Stefano is a very successful corporate lawyer. He travels. He goes to the opera. He collects art. It would be easy to think he has a charmed life, and in many ways he does. But Stefano is the son of Italian immigrants. When he was growing up, in Loughborough, ‘family was everything’. There would, he told me during one of our Saturday-morning catch-ups in his vast sitting room, be regular dances, christenings and weddings. ‘There were always loads of children there,’ he said. ‘I always assumed that one day I’d have a family. My mother would say, “When are you going
to get married and give me grandchildren?”’
Stefano always knew that he ‘felt different’, but it was only when he was eighteen that he finally acknowledged that he was gay. ‘I was lying in my bed, awake at night,’ he told me, ‘and had a conversation with myself about my options. I said, “Well, you can either kill yourself, because you don’t want to be gay, or you can get on with it.”’
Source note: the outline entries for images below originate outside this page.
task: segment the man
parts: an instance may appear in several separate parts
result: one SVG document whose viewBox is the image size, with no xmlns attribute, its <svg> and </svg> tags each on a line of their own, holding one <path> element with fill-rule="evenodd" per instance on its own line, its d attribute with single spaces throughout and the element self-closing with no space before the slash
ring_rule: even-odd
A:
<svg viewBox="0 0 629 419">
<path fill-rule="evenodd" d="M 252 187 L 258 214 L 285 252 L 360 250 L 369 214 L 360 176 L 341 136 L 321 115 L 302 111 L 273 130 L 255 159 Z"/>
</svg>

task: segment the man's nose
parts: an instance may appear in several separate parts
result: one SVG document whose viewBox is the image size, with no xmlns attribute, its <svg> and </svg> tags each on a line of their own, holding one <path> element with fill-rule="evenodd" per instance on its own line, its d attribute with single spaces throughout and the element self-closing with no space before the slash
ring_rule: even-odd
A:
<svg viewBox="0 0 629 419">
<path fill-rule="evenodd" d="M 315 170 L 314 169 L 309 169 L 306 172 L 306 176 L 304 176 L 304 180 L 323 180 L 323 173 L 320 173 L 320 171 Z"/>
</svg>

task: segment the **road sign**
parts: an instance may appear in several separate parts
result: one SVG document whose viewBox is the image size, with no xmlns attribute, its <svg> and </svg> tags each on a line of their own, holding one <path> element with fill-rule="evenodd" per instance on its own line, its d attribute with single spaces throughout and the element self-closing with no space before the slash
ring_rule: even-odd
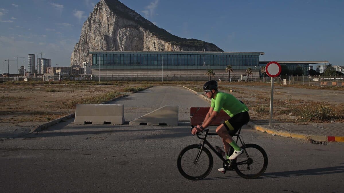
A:
<svg viewBox="0 0 344 193">
<path fill-rule="evenodd" d="M 275 77 L 277 77 L 281 73 L 282 68 L 278 63 L 274 61 L 271 61 L 268 63 L 265 66 L 265 72 L 266 74 L 271 77 L 271 93 L 270 94 L 270 118 L 269 125 L 271 125 L 272 120 L 272 109 L 273 108 L 273 81 Z"/>
<path fill-rule="evenodd" d="M 270 62 L 265 66 L 265 72 L 270 77 L 276 77 L 281 73 L 282 68 L 278 63 L 272 61 Z"/>
</svg>

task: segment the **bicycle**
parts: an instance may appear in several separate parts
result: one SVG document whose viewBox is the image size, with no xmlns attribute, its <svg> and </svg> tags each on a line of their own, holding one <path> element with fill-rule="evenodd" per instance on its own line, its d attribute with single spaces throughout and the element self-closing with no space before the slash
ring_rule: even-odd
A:
<svg viewBox="0 0 344 193">
<path fill-rule="evenodd" d="M 191 129 L 195 127 L 191 126 Z M 199 144 L 189 145 L 183 149 L 178 155 L 177 165 L 179 172 L 185 178 L 192 180 L 198 180 L 206 177 L 213 168 L 213 160 L 210 151 L 204 146 L 206 144 L 223 162 L 223 167 L 226 173 L 227 171 L 234 169 L 240 176 L 246 179 L 254 179 L 260 176 L 268 166 L 268 156 L 264 149 L 258 145 L 253 144 L 245 144 L 240 137 L 240 128 L 236 136 L 241 143 L 241 148 L 244 152 L 233 160 L 225 159 L 207 140 L 208 135 L 217 135 L 216 133 L 208 133 L 209 129 L 205 129 L 204 137 L 201 132 L 197 133 L 197 137 L 201 139 Z M 231 155 L 234 151 L 232 147 L 228 155 Z M 250 172 L 251 172 L 250 173 Z"/>
</svg>

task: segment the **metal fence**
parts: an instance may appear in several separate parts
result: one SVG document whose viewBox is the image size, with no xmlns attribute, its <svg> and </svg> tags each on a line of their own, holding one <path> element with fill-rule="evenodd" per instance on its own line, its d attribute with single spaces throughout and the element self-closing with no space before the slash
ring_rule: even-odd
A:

When he was younger, gay couples rarely had families. During ten years with his last partner, they never even mentioned the possibility of having children. ‘I have thought about it over the years,’ he said. ‘Neither my brother nor sister has children, so if I don’t, our little line comes to a grinding halt. I remember feeling wistful about that, but only to a certain level. With my current partner, he’s completely anti, so I definitely can’t have a child while I’m with him. But if I was with somebody who said, “You know what, I’d really like to talk about having a child,” I think I would be very happy to. I’d love to have that sort of opportunity.’
Stefano and I both live in Stoke Newington, which has one of the highest birth rates in the country. Sometimes, when I’m walking on the pavement, I’m forced into the road by a convoy of buggies that seem to think they are tanks. The cafés are full of mothers promising their children that they will get a blueberry smoothie if they finish their organic bok choy. This is motherhood as a Grand Design, one where you, the mother, are Michelangelo and your child is the masterpiece waiting to be cut free from the stone.
When my parents were young, you had a child because everyone had a child. You hoped you would have healthy, well-behaved children, but you didn’t expect them to fill an existential void. I thought of this when I read an interview with the deputy prime minister, Nick Clegg. He talked about the moment he held his first child for the first time. ‘I thought,’ he said, ‘so that’s what it’s all about.’ The horrible feeling in my stomach made me think he was probably right.